1994_02_february_leader27feb

Significant reforms have taken place in the Federal Parliament in the past four years, but last Thursday it was still a whiteboard jungle. Many of the reforms were hailed as major steps to lift the quality of debate in Parliament to produce meaningful Question Times.

The televising of Parliament was seen as a way of civilising Parliament. With the television cameras beaming down, it was argued, MPs would act with more decorum. Far from it. They were on show and the behaved like showbiz personalities. Sitting hours were changed. Committees systems were changed. Electronic voting is mooted. With the move in 1988 to the bigger House, the majesty of the architecture did not reflect in the quality of the debate.

In the past month, what was seen as fundamental changes to Question Time were made in the wake of the Blewett report. Instead of all Ministers and the Prime Minister attending, a roster system was applied. The Prime Minister attends on Monday and Thursday and other Ministers attend on roster. The aim was to free the Prime Minister to attend to other matters of national importance and to enable MPs to target particular Ministers on other days to seek and presumably receive genuine answers to genuine questions seeking information about matters of public importance.

Thursday’s mayhem was instructive. It could provide valuable data about the nature of the problem.

The disorder did not occur during Question Time with a capital QT. Technically Question Time had been suspended to allow debate on a motion put by the Leader of the Opposition, Dr John Hewson, to censure the Prime Minister, Paul Keating, over the sports rorts affair. The instructive point is that the disorder occurred during question time with a small qt. It occurred during the time normally set aside for Question Time, when the public gallery and the press gallery were expecting a Question Time. This is important. The politicians were clearly playing to the audience, irrespective of the name of the play. The play could have been King Lear, Hamlet, A Matter of Public Importance or Question Time. It did not matter.

The effect of the audience, both in the building and electronically to the nation, was profound. The parliamentarians knew that this was the time that media eyes would be watching, and acted accordingly. The precise parliamentary format of the performance was immaterial.

Whenever a Minister is in strife, or a leader looks fragile or some scandal is afoot the magnetism and expectancy of Question Time is irresistible: a gladiatorial contest is about to take place. On this analogy recent parliamentary reforms have missed the mark. It is still a gladiatorial contest even if some of the key gladiators take the day off. It is still a gladiatorial contest even if it is televised.

The adversary nature of politics is such that certain amount of raucous behaviour is inevitable. The important point is to ensure it does not break down to the unseemly spectacle seen on Thursday. The central cause for that breakdown must lay at the feet of the Speaker, Stephen Martin. On Thursday he allowed incessant interjections from government back-benchers during Dr Hewson’s speech, but when Mr Keating spoke he put the main Opposition interjector in the sin bin for an hour.
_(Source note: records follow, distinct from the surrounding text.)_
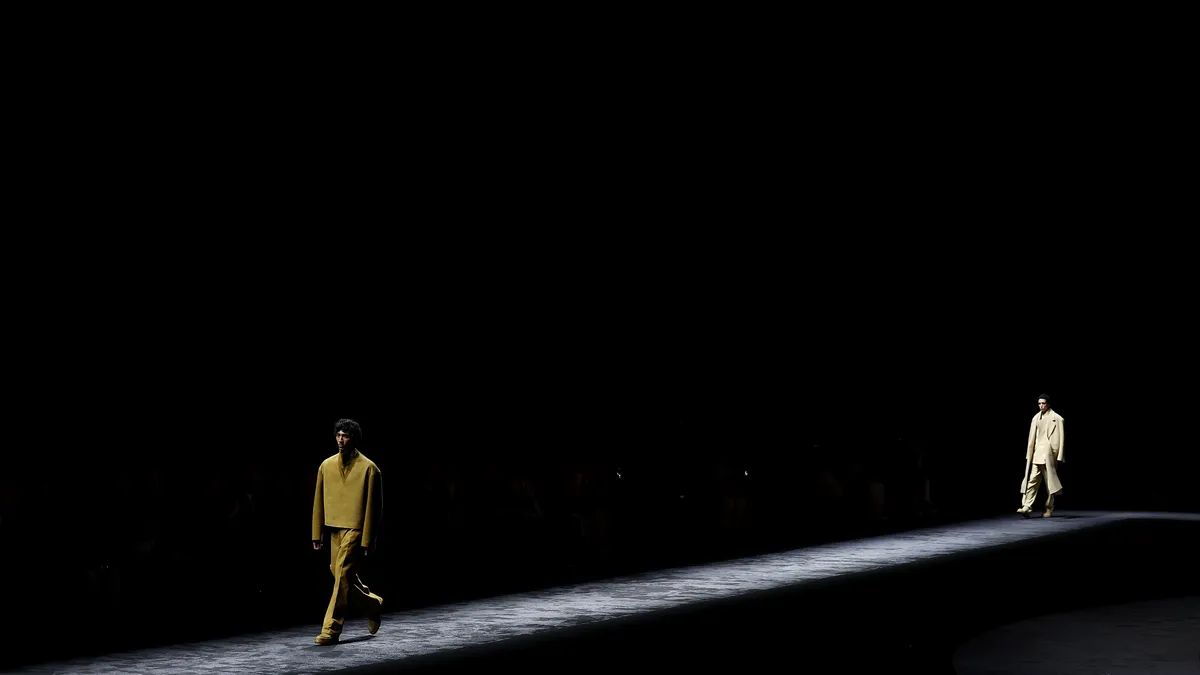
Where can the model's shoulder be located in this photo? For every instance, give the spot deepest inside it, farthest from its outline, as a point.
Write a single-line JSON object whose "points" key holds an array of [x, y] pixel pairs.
{"points": [[371, 465]]}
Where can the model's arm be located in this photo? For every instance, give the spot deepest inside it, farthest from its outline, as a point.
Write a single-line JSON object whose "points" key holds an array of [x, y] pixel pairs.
{"points": [[1062, 438], [318, 512], [373, 515]]}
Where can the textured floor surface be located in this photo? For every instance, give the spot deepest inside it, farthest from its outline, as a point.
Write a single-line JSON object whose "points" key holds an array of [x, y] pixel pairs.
{"points": [[451, 627], [1144, 638]]}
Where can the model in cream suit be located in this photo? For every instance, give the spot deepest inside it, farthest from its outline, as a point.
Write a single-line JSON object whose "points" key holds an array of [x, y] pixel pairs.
{"points": [[348, 505], [1043, 454]]}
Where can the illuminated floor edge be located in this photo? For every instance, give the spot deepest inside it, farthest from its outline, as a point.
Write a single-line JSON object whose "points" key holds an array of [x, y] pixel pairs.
{"points": [[487, 621]]}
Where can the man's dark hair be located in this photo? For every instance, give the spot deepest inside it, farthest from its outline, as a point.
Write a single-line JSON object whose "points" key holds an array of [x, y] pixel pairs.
{"points": [[351, 428]]}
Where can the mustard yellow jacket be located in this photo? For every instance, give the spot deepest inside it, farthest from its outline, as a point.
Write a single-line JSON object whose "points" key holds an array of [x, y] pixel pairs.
{"points": [[348, 496]]}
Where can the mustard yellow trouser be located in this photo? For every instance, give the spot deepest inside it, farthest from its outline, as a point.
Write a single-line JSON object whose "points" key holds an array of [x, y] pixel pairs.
{"points": [[1031, 490], [345, 556]]}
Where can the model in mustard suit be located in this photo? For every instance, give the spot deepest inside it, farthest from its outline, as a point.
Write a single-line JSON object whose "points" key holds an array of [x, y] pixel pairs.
{"points": [[348, 505]]}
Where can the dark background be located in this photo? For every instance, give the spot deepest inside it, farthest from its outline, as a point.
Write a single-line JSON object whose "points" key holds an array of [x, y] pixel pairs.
{"points": [[735, 290]]}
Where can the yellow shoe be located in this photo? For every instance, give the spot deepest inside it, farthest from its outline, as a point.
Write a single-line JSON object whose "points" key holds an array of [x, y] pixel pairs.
{"points": [[375, 620]]}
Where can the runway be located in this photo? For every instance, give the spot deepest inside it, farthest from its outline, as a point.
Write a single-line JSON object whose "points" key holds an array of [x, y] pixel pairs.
{"points": [[906, 599]]}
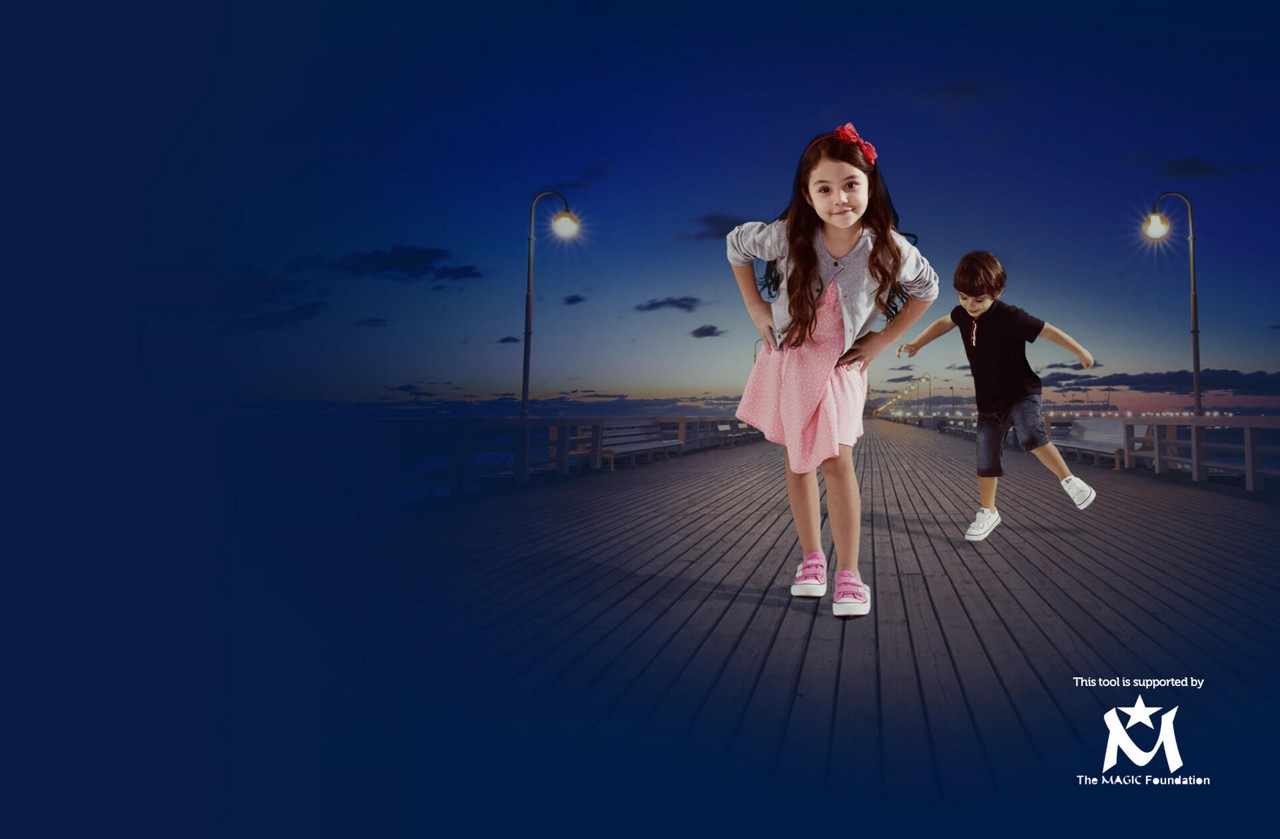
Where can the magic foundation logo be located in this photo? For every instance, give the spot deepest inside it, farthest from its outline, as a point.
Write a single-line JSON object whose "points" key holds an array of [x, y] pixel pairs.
{"points": [[1127, 751]]}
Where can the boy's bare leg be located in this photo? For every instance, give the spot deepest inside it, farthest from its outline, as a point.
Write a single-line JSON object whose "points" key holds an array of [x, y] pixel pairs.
{"points": [[1052, 460], [805, 507], [844, 507], [987, 492]]}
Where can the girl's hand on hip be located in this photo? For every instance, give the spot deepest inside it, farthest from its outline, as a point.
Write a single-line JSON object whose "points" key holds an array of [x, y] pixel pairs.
{"points": [[865, 349], [763, 322]]}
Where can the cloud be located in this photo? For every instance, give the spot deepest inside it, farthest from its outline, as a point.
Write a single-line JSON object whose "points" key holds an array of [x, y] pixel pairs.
{"points": [[1069, 365], [588, 177], [714, 226], [1237, 382], [275, 319], [457, 272], [1064, 379], [684, 304], [401, 263], [412, 390]]}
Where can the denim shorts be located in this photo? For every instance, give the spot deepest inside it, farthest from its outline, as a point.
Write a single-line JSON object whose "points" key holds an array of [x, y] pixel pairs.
{"points": [[1024, 416]]}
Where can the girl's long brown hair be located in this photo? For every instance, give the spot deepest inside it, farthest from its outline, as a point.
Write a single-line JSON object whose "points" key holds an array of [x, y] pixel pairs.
{"points": [[803, 224]]}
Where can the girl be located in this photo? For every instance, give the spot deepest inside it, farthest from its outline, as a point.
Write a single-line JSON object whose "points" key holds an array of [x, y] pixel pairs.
{"points": [[840, 264]]}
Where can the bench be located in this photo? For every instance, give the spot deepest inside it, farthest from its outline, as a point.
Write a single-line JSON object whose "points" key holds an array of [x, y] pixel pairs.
{"points": [[1100, 437], [630, 438], [735, 432]]}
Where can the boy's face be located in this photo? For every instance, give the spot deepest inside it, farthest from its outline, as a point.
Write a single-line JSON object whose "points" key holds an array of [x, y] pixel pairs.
{"points": [[977, 306]]}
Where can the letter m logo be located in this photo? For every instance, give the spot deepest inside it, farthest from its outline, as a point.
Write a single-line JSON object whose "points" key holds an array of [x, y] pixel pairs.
{"points": [[1120, 741]]}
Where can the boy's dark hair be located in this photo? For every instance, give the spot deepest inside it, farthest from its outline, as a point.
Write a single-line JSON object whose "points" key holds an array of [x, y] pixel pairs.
{"points": [[979, 273]]}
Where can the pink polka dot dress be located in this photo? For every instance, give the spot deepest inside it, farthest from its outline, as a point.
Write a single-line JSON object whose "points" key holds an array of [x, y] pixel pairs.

Incidentally, there was an irony in that. The sin bin was introduced this year in an attempt to make Parliament more ruly. Instead of naming an MP and suspending him or her for a day or more under a vote of the House, as under previous Standing Orders, he was sin-binned under direct order of the Speaker.

In doing this, the Speaker received vigorous allegations of bias from the Opposition — allegations which carried some substance. Certainly, the public thought so. The public gallery, for the first time in long memory, applauded.

Thursday’s events reveal the heart of the problem. It is the quality of the Speaker. While ever the Speaker remains a member of one or other of the major parties he or she will not be able to bring true impartiality to the job. That said, it is not easy to create an independent Speaker, though it is easier now than in the past. In Britain where the House of Commons has more than 600 members, it is easier for the person elected Speaker to resign from his or her political party and act with complete independence. One seat in 600 is not significant. Moreover in a geographically compact place like Britain it is easier for MPs in neighbouring electorates to pick up the electoral work generated in the Speaker’s electorate.

Australia’s House of Representatives was increased to 148 Members in the early 1980s. Still, one in 148 could be critical in a tight election. And after a close election if the numbers are tight, every seat under the Whip’s control makes life easier.

At present, any Speaker who acts robustly and independently to enforce Standing Orders faces the sack from his or her party. It means the Speaker treats the Government more leniently. Government Ministers are allowed to waffle in answer to Dorothy Dixers from Government MPs and stonewall incisive questions from the Opposition. An independent Speaker would silence the wafflers and permit as many supplementary questions as necessary to get a proper answer to the incisive questions.

That will not happen under present arrangements. And while it does not happen, Oppositions will detect unfairness and protest in the only way minorities can — noisily.

And while the noise persists, good government gets drowned out.